I am working in the field of sports history on a project that brings my diverse interests together: a study of the World Cup of soccer as world history.
I am using the World Cup as a vehicle for analyzing the relationship between sports and global trends, such as shifting political relationships, economic patterns, and race and gender in the modern world.
I like working in the place where these worlds—sports and global movements—come together.
In addition to writing on the history of the World Cup, I continued my research on a Jewish sports organization, Hakoah, that thrived in the 1920s and ’30s in Vienna, Austria. My jersey (pictured) is based on a model from the interwar period.

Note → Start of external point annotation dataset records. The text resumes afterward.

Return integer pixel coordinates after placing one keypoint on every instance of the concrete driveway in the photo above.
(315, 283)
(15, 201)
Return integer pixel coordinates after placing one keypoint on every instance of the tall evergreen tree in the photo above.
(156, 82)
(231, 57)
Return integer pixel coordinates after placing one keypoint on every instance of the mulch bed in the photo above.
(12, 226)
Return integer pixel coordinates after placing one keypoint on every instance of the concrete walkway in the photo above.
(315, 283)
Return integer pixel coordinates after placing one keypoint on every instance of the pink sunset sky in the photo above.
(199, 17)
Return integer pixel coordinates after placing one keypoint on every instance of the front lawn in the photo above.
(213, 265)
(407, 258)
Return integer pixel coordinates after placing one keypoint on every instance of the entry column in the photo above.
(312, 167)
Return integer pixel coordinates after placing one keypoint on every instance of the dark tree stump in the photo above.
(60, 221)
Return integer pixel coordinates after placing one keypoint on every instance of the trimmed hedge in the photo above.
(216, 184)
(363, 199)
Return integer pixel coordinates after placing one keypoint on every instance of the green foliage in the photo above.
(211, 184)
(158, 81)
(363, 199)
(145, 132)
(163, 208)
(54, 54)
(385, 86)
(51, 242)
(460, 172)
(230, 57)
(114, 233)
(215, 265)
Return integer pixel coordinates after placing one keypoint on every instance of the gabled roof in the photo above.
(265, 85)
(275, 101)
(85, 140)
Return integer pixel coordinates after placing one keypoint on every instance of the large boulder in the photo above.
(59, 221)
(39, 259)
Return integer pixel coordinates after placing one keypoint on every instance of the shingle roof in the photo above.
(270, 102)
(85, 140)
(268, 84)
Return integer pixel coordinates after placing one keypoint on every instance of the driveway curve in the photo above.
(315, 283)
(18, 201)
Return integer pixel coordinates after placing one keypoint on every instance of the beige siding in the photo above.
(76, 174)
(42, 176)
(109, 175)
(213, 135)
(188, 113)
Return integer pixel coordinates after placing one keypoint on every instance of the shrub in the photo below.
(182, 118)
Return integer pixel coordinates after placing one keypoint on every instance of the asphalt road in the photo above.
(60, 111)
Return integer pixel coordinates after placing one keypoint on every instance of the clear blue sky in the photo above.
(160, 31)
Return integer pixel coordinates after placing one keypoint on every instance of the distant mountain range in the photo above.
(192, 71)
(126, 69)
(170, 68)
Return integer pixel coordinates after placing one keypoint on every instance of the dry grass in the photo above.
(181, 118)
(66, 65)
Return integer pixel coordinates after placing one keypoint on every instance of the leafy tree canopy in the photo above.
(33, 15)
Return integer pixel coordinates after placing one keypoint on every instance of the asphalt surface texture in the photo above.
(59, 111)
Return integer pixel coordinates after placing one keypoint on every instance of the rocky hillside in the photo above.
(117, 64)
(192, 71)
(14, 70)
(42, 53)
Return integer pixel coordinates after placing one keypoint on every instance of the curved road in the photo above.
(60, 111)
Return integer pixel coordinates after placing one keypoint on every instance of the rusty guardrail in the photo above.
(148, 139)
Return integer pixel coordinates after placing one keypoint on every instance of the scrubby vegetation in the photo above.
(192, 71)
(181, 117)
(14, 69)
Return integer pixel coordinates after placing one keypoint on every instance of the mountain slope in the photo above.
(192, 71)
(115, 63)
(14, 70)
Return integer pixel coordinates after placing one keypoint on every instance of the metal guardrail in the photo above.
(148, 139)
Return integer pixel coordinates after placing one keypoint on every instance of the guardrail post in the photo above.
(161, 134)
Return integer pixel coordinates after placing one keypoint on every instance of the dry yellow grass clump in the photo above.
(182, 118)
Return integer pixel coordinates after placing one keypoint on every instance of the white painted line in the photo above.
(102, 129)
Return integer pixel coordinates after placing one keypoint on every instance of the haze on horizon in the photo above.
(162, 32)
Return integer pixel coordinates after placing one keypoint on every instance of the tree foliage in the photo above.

At the time, Vienna had strong anti-Semitic undercurrents. The club was founded as a way to give Viennese Jews an opportunity to participate in sports, assert their collective identity, and fight contemporary stereotypes and prejudices.
Teaching at a liberal arts college
I came to Gettysburg College from the University of North Carolina at Charlotte, which is a big state school. I remember immediately recognizing that in a liberal arts college I worked at least five times harder than I had in Charlotte. But I enjoyed it a lot more.

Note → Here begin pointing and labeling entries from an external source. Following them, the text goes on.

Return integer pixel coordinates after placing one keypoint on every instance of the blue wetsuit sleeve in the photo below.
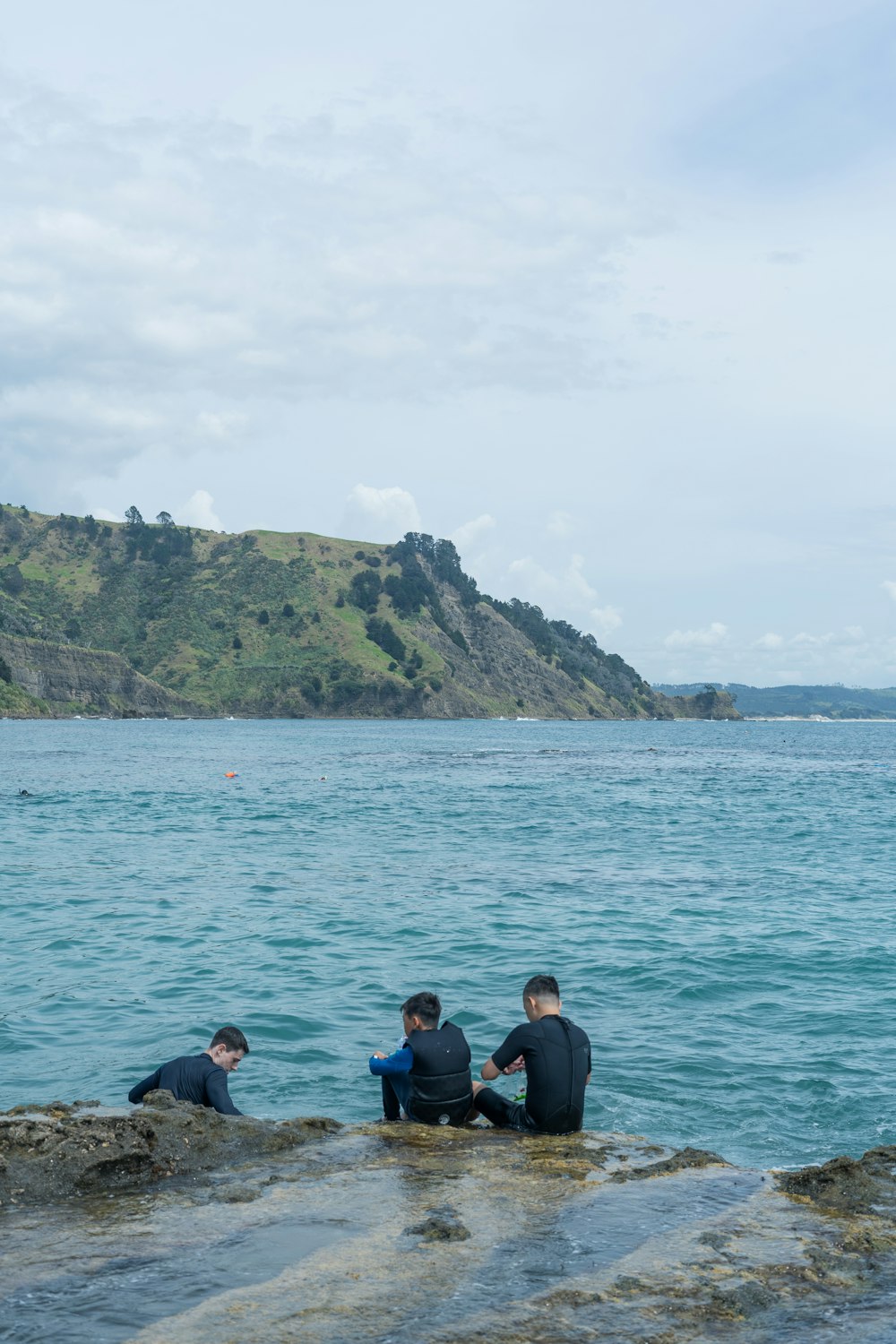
(142, 1089)
(218, 1094)
(400, 1062)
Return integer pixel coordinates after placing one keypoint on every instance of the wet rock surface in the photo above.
(301, 1231)
(51, 1152)
(847, 1185)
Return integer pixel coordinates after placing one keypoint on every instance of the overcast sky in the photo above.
(603, 292)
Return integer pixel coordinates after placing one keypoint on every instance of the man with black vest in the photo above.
(556, 1056)
(429, 1075)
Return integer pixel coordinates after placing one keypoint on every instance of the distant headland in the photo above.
(798, 702)
(151, 618)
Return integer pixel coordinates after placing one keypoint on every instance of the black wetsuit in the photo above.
(190, 1078)
(557, 1061)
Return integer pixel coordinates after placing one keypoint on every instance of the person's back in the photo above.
(557, 1064)
(201, 1080)
(441, 1085)
(429, 1074)
(556, 1056)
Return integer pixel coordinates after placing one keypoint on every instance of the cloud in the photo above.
(470, 535)
(564, 594)
(559, 524)
(707, 639)
(381, 513)
(220, 425)
(198, 513)
(343, 253)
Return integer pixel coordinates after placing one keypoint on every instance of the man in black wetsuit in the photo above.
(429, 1074)
(201, 1078)
(556, 1056)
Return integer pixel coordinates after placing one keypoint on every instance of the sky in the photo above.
(605, 293)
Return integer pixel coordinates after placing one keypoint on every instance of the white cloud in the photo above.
(381, 513)
(564, 596)
(707, 639)
(220, 424)
(198, 513)
(605, 620)
(559, 524)
(470, 535)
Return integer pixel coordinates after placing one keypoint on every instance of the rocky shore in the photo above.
(171, 1223)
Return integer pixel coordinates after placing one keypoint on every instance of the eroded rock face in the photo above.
(296, 1231)
(847, 1185)
(56, 1150)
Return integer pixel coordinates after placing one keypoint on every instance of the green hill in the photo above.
(295, 624)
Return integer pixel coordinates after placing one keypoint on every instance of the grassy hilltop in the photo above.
(295, 624)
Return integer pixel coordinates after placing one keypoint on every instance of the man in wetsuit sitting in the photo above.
(429, 1075)
(556, 1056)
(201, 1078)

I was lucky to be able to come here and work at an institution that values close contact with students. It is always fascinating to watch students grow academically and to develop their own intellectual signatures.
Prof. William D. Bowman is the Johnson Distinguished Teaching Professor in the Humanities. As a professor of history, for which he served the department as chair, he received the award for Distinguished Teaching in 2018.